The Sunday Post

The Sunday Post – #5

God, it’s been so long! Hi there, fam. How are you doing? Hope you and your loved ones are healthy, safe and happy. Sunday post is hosted by Caffeinated Book Reviewer. It is a chance to share news of the week gone by as well as plans for the week to come. The rules are pretty porous so you can personalize this any way you wish.

Let’s start shall we?

BOOKISH RECAP


I don’t really have much to add in this section, honestly. The world is bonkers right now so I have desperately and firmly taken solace in my comfort reads. I have done nothing but reread my old favs and a 100% of those books were romance. Here’s some of them:


LIFE RECAP


I know I was gone for a long while so here’s an update to all I have been up o. I took a break from both my blog and social media due to work and writing commitments. Last year in December – my God, it feels like a different world! – I signed up for a PNR Short Story Anthology with some of my awesome online friends. However, between my day job, home, blogging and social media and general life, I couldn’t find the time to do justice to it. Not only was I getting stressed, my writing was suffering too, and that I realized just wasn’t okay. Since I cannot afford to give up my job, everything else in life had to take a backseat.
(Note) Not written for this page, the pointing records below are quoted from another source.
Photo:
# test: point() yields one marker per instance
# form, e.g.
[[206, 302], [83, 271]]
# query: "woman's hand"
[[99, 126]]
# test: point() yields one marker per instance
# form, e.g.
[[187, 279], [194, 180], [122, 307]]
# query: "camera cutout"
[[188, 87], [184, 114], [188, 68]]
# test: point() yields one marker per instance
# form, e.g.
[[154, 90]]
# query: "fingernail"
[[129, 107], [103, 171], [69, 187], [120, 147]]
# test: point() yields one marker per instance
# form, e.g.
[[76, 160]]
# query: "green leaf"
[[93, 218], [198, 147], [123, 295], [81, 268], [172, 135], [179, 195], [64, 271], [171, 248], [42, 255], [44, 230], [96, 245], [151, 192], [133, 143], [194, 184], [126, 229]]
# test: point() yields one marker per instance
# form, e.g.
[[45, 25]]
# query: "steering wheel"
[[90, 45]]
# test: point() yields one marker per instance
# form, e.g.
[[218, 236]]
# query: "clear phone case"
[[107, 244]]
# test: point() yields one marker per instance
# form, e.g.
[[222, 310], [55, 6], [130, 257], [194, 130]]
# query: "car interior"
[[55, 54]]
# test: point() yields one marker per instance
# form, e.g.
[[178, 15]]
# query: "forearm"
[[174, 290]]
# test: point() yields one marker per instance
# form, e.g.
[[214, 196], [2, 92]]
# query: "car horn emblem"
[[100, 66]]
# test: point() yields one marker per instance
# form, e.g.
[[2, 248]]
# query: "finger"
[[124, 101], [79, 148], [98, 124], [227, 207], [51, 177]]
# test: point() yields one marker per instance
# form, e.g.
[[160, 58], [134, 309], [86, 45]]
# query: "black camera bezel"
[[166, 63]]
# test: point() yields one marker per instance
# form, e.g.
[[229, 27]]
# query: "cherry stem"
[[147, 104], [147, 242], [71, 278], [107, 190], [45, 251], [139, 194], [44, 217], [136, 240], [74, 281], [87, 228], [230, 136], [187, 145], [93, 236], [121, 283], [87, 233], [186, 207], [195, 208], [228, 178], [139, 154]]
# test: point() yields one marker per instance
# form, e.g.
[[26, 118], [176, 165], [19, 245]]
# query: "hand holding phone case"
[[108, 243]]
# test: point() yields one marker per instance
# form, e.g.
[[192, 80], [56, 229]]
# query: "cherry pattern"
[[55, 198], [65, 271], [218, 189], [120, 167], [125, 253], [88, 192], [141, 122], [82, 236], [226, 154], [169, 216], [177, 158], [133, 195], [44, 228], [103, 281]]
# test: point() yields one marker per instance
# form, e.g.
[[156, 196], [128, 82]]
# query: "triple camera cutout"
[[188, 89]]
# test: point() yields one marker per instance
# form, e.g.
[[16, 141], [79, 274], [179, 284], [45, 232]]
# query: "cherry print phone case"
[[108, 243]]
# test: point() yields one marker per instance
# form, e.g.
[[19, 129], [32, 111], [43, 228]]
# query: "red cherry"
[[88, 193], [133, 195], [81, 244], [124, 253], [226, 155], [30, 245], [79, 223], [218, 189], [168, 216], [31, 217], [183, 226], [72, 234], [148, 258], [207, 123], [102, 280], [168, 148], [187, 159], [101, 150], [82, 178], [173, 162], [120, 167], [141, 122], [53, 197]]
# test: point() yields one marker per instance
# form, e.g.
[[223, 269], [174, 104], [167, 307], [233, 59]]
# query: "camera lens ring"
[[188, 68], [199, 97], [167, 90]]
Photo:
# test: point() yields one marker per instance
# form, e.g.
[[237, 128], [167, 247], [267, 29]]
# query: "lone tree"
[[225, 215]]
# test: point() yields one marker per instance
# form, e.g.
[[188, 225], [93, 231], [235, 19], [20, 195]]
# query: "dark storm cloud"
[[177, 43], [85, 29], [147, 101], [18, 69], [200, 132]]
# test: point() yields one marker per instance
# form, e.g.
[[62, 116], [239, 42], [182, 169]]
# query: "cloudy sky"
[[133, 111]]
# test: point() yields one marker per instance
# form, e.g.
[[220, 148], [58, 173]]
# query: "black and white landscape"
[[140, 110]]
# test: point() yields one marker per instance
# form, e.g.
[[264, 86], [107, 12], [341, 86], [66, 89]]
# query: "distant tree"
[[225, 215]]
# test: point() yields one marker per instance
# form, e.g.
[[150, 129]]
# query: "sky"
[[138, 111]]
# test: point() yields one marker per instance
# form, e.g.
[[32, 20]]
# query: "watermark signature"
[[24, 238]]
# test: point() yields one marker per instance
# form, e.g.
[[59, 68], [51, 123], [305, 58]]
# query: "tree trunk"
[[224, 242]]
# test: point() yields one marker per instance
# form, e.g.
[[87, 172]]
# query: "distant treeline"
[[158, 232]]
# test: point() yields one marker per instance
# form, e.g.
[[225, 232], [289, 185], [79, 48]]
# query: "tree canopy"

It was kind of an abrupt thing to do at that time but luckily, it paid off. The story is sent, it’s been edited and proofread and has been accepted. I’ll be putting up the preorder links as soon as I can and God, it makes me so happy to be able to say that.

The world is bonkers out there right now and we all need something to cling to, especially in a situation like this where it feels like even tomorrow or the day after are in question. We put off so much on the next day, don’t we? Dreams, hopes, desires, what ifs. So much of what we want is left on someday and so during this awful world pandemic, when that someday is threatened, it can built up a lot of anxiety and despair. I’m trying, like a countless million others, not to let it get to me. I’m trying not to let it affect my craft, my job and my mood. I’m trying to stay healthy but yes, I am scared. Every body is. But I, we can’t let this fear overpower us.

My grandmother, the bravest and wisest woman I’ve ever known, used to say to me as a child that the true worth of a dream is realized not when you accomplish it but when you feel that you can’t. That’s the moment you’ll know if you can or cannot let this wish go. And in these trying times, when all of us worried about ourselves and our loved ones, being able to write and finish a story has given me more mental peace than anything ever. It has helped me cope with my fears. It has helped me face each new day surrounded by what feels like constant bad news. It has led me to believe that no matter how helpless I feel, I am capable of something, no matter how small a feat it may be.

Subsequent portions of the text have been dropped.